As the eCommerce director for Buff City Soap, Sanjay Jenkins grew the DTC business by over 1200% during his tenure.

Today, Buff City Soaps operates over 80 brick-and-mortar stores across the United States. As part of their store rollout strategy, Buff City developed a capability of deploying vending machines into a region ahead of the launch, both to warm up the potential buying audience and to acquire eCommerce customers along the way.

Sanjay was kind enough to write down some of his thoughts around vending, and some of the lessons learned from an eCommerce perspective for brands looking to experiment during a highly volatile market, when competition is fierce, and channel marketing efforts are becoming stale. 


Vending machines, from our study, can do one of two things.

  1. Acquire customers/Build brand awareness (intentionally together)
  2. Build EBITDA

Your end goal primarily decides the type of activation you create. Everything from what it looks like, how it functions, and where you put it needs to be determined by whether it is a marketing piece or a sales generator. 

There is overlap, always; especially the more novel your product/category is for a vending machine. Regardless, your first primary choice is between these two paths. 

If you choose the customer acquisition/brand awareness path, your machine design should push the envelope for novelty within the form factory. 

An example of this would be Snapchat’s Spectacles Vending Machine.

Pictured: the Snap corporation's Spectacles v1 launch vending platform.

While the general vibe of a vending machine exists with this machine, it is still a standalone brand activation more so than a place to create consistent transactions. 

Your rollout strategy needs to be deliberate about selecting locations to place the machine that will maximize the likelihood of earned media. 

The best acquisition/awareness machines drive a ton of earned media. The more you design for that, the higher the chance of getting media coverage.

Going down the acquisition/awareness path is particularly useful if you’re trying to expand a concept in a new geography. 

At Buff City Soaps, the plan was to set these up in major cities where we would open a ton of stores in a short time. The presence of vending machines gave us two advantages. Firstly, it is a functional activation of billboard space. But most importantly, it warms the audience to our brand, passively, without having to pay through the nose in high-competition channels.

That’s not to say that vending is inexpensive; on the contrary, it can be both highly competitive and costly. As with any customer acquisition effort, it’s quite easy to throw away money on bad placement and low foot-trafficked areas. High-traffic venues are more expensive than you’d think and require lengthy terms to activate. 

Earned media and awareness of the brand would set up the new stores; bam, bam, boogie, you’re selling to a warmer audience. 

To build EBITDA, you have to place your machines in a place where your product has the highest chance of delivering contextual utility.  That’s a bunch of fancy words to say this: make sure you put your machine in a place where people really need your product.

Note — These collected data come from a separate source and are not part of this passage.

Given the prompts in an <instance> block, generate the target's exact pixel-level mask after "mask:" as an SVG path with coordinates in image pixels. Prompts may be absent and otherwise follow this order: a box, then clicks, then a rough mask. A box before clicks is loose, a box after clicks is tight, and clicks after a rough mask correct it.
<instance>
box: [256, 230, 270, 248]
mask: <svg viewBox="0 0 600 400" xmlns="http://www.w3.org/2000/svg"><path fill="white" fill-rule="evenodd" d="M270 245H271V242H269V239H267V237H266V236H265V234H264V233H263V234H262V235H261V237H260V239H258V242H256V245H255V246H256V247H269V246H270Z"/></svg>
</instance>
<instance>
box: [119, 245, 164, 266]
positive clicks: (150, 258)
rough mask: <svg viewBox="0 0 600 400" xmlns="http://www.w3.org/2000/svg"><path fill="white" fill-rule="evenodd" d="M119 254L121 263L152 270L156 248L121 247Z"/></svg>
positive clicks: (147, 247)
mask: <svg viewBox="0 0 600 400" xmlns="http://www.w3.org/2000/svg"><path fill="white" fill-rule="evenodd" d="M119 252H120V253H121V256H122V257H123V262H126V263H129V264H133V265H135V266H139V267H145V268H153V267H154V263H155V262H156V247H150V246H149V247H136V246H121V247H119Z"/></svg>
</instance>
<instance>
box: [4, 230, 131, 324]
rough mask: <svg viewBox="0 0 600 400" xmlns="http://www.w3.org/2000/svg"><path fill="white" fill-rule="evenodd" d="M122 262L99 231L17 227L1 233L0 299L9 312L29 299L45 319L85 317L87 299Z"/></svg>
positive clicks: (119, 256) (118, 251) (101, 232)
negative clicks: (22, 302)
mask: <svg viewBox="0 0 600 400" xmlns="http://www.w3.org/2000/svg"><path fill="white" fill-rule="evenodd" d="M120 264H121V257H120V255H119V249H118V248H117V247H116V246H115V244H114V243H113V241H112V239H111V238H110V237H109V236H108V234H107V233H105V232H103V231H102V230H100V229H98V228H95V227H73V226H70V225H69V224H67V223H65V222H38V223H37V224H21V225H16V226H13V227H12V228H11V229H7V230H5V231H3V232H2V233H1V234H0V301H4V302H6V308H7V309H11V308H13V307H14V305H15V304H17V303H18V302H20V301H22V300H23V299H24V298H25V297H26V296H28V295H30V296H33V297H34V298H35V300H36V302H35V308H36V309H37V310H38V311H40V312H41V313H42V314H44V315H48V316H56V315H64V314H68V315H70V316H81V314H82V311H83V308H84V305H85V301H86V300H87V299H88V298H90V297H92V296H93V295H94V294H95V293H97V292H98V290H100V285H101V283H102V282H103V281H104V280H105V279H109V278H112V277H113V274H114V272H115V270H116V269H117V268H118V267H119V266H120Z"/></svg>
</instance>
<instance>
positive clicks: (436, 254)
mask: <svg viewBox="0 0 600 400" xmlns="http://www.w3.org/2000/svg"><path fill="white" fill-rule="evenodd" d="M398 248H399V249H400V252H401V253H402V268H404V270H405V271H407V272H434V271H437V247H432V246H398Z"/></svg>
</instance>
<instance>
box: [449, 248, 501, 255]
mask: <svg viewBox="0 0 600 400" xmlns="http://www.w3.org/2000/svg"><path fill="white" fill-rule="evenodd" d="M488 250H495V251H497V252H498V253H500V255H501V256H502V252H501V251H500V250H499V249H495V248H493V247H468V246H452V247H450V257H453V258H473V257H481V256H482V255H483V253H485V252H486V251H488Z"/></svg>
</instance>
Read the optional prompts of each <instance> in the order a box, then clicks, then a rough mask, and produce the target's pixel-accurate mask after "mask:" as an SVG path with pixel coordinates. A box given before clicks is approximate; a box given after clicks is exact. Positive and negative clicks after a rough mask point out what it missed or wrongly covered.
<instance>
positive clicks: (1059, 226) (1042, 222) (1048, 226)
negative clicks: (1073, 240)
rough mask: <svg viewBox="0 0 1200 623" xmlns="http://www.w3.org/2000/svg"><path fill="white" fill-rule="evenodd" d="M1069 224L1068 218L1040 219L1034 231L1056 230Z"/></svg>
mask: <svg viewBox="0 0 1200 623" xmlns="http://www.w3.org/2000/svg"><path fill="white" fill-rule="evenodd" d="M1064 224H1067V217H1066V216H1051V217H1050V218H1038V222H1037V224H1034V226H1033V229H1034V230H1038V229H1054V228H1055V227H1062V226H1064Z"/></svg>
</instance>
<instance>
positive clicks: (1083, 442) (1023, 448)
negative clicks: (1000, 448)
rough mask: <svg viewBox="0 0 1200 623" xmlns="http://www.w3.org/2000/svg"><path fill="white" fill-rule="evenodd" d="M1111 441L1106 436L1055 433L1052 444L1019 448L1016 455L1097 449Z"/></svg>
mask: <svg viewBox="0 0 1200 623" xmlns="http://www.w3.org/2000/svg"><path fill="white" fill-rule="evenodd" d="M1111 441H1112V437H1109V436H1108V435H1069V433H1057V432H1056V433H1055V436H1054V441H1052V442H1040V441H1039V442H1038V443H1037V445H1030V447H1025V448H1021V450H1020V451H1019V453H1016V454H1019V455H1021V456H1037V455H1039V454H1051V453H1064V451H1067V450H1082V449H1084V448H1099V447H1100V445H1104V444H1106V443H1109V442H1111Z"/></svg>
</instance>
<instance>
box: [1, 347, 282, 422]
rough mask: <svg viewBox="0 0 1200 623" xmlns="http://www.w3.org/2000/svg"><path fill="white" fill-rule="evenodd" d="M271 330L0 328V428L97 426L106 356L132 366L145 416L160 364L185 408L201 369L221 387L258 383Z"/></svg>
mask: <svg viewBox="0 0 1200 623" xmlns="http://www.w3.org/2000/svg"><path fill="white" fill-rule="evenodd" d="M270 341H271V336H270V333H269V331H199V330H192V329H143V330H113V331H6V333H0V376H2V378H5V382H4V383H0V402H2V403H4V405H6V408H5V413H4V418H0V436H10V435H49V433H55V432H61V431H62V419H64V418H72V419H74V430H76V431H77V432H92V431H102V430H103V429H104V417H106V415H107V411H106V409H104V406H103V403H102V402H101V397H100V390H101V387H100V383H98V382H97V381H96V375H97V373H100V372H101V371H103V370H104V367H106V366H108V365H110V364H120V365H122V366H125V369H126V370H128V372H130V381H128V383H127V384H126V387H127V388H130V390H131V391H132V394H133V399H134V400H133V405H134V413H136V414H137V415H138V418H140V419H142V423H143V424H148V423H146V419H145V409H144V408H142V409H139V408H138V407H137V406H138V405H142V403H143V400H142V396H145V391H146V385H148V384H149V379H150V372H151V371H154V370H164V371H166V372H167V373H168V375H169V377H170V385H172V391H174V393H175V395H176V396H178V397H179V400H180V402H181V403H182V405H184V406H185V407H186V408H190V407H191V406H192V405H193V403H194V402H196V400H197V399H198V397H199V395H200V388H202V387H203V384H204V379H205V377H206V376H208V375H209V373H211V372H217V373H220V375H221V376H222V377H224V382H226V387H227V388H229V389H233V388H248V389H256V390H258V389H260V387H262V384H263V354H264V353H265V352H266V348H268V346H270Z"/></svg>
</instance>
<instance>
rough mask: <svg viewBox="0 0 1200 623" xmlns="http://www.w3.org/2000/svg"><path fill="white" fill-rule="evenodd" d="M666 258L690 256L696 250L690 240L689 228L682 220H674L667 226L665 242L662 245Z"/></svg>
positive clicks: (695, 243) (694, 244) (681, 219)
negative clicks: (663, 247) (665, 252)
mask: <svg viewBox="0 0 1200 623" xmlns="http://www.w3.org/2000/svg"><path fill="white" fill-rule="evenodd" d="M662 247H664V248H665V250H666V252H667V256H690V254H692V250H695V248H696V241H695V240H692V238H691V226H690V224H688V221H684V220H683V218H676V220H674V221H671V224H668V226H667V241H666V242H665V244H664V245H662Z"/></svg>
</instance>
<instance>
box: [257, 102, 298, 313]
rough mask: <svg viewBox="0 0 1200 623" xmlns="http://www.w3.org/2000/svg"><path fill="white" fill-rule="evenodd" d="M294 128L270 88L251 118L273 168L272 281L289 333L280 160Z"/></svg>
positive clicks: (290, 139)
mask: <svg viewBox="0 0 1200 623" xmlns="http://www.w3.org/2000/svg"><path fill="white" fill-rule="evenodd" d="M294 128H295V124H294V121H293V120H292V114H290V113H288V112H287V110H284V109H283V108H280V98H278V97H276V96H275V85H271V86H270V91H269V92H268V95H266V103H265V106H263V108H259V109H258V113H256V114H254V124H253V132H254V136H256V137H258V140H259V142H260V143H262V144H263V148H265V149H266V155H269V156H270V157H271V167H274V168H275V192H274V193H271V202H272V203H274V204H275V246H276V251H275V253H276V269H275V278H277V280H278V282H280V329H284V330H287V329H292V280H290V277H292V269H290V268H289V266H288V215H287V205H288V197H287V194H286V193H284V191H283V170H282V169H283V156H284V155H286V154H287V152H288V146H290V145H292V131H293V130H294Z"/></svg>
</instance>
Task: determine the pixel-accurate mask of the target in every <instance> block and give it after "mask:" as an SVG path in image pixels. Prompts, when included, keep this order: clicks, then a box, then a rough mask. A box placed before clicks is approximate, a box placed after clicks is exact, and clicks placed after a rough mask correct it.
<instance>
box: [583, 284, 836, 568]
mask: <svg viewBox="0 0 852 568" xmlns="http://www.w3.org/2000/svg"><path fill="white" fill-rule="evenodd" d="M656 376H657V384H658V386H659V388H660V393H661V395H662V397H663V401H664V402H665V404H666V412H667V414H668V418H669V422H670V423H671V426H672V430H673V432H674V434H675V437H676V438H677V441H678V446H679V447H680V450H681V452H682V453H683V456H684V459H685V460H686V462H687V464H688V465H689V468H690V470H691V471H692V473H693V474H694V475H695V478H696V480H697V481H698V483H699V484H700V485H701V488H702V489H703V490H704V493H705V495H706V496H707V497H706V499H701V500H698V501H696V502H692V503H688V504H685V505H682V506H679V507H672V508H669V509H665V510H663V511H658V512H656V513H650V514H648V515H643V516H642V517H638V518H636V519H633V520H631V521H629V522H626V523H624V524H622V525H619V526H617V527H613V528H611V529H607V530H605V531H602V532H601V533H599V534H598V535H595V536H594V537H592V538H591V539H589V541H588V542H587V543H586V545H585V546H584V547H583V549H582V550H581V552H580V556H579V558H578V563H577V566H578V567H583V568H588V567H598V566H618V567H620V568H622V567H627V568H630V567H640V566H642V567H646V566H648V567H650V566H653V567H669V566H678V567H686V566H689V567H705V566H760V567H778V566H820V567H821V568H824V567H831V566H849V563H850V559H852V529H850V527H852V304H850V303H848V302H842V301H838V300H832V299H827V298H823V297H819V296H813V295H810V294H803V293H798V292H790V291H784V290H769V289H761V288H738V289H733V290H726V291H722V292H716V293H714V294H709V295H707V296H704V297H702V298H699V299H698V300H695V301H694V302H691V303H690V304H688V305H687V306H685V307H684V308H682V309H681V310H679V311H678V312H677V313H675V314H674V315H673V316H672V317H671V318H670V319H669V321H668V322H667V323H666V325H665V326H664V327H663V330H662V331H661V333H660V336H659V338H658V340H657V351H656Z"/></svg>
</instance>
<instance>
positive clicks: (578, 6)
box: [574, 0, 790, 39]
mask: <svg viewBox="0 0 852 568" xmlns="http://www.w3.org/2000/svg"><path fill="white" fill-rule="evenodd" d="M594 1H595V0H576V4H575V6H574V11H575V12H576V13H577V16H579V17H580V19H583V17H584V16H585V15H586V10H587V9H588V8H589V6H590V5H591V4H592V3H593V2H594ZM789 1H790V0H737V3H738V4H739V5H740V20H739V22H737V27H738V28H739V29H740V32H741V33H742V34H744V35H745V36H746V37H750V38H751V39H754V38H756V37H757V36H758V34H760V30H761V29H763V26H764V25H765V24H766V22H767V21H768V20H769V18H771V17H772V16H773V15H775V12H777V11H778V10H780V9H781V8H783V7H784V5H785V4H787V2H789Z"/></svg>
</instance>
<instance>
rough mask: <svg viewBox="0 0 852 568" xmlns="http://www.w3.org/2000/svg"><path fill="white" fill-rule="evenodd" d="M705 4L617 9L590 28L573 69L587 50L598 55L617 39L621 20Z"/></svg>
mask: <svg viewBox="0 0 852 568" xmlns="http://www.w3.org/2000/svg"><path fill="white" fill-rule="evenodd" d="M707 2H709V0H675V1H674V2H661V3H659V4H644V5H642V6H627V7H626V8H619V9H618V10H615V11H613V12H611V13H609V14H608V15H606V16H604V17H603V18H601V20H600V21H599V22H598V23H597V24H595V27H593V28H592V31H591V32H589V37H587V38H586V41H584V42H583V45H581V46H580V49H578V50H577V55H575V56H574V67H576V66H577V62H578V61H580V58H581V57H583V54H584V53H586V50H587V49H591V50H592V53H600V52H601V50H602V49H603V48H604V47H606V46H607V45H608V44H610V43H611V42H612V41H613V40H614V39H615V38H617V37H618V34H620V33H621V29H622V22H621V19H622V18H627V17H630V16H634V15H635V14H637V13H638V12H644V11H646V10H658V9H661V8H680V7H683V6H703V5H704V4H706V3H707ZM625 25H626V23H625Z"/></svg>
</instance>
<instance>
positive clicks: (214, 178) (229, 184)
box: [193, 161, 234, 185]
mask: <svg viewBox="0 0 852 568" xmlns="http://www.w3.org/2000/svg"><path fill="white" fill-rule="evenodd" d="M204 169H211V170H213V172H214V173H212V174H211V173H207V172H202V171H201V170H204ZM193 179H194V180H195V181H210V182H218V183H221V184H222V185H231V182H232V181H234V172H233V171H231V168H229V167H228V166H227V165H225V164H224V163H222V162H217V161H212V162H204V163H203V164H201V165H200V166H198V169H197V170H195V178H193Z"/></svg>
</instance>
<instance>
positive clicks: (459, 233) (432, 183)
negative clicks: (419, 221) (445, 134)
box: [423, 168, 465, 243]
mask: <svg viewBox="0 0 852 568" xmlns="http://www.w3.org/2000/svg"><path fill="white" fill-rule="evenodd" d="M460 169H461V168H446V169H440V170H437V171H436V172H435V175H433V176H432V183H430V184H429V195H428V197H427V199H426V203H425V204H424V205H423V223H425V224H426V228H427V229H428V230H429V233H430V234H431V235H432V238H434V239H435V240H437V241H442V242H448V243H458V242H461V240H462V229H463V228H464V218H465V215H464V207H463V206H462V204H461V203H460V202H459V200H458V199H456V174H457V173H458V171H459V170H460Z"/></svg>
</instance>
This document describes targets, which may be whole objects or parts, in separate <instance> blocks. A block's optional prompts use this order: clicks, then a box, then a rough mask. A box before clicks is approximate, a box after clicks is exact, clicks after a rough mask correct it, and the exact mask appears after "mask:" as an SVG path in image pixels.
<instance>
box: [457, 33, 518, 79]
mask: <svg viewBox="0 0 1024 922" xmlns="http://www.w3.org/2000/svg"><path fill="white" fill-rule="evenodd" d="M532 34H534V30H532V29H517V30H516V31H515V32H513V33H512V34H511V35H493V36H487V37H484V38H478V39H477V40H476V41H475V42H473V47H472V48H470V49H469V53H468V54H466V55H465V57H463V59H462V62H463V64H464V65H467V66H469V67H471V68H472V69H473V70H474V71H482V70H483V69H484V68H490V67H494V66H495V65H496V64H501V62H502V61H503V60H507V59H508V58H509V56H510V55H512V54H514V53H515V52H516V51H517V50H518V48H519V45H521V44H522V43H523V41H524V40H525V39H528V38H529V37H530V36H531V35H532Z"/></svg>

Examples of this include the Best Buy vending machines in airports, soda machines at highway rest stops, etc. 

The second decision to make is if you’re going to build/own your own machines or lease a unit. 

For example, the Buff vending machine was designed initially to be an EBITDA generator with a little bit of novelty tied to it. We wanted to test it out in malls and airports. 

We went with the former option. We had our lead designer come up with a very simple vinyl wrap and shipped the design files off to a manufacturer in China. 

8 weeks later, we got a vending machine delivered to our office, for $2,800 landed. Wow.

I stayed up a few nights to translate the Chinese UI into English, just so I could start redesigning the UI to fit soap and not the default — orange juice — but we got a functional vending machine for less than what we’d pay a performance marketing agency for a discovery session.

Payments in vending, especially digital payments, are a world apart from eCom or POS. Setting up payment processing through Nayax was trickier than anticipated. I think it generally isn’t too bad, and my circumstances made it more painful than it needed to be, but could still be a slow-down for some who lack the internal authority or technical expertise.

Looking back, we learned a lot. If I had to do it over again I would pay a firm to build out a custom machine that is fully ready-to-go, and lease it over the course of 18-24 months. This would give us the option to rethink the investment over time and make a go/no-go decision based on the environment.

This is especially useful if you're building a brand awareness machine, where the buildout could be $15k-20k. These lease companies front the buildout expense. Win-win.

In conclusion. Two lessons to learn from our foray into vending: 

  1. Pick whether or not you’re doing customer acquisition/brand awareness vs. building EBITDA. The strategies and implementations are highly product and customer-dependent, and how you activate the machine matters. A lot. More than can be said here.
  2. Pick how you’re going to get the machine made, delivered, and how you’re going to manage it as a business after the launch. This asset can quickly become a liability if you’re not careful.

The rest figures itself out along the way.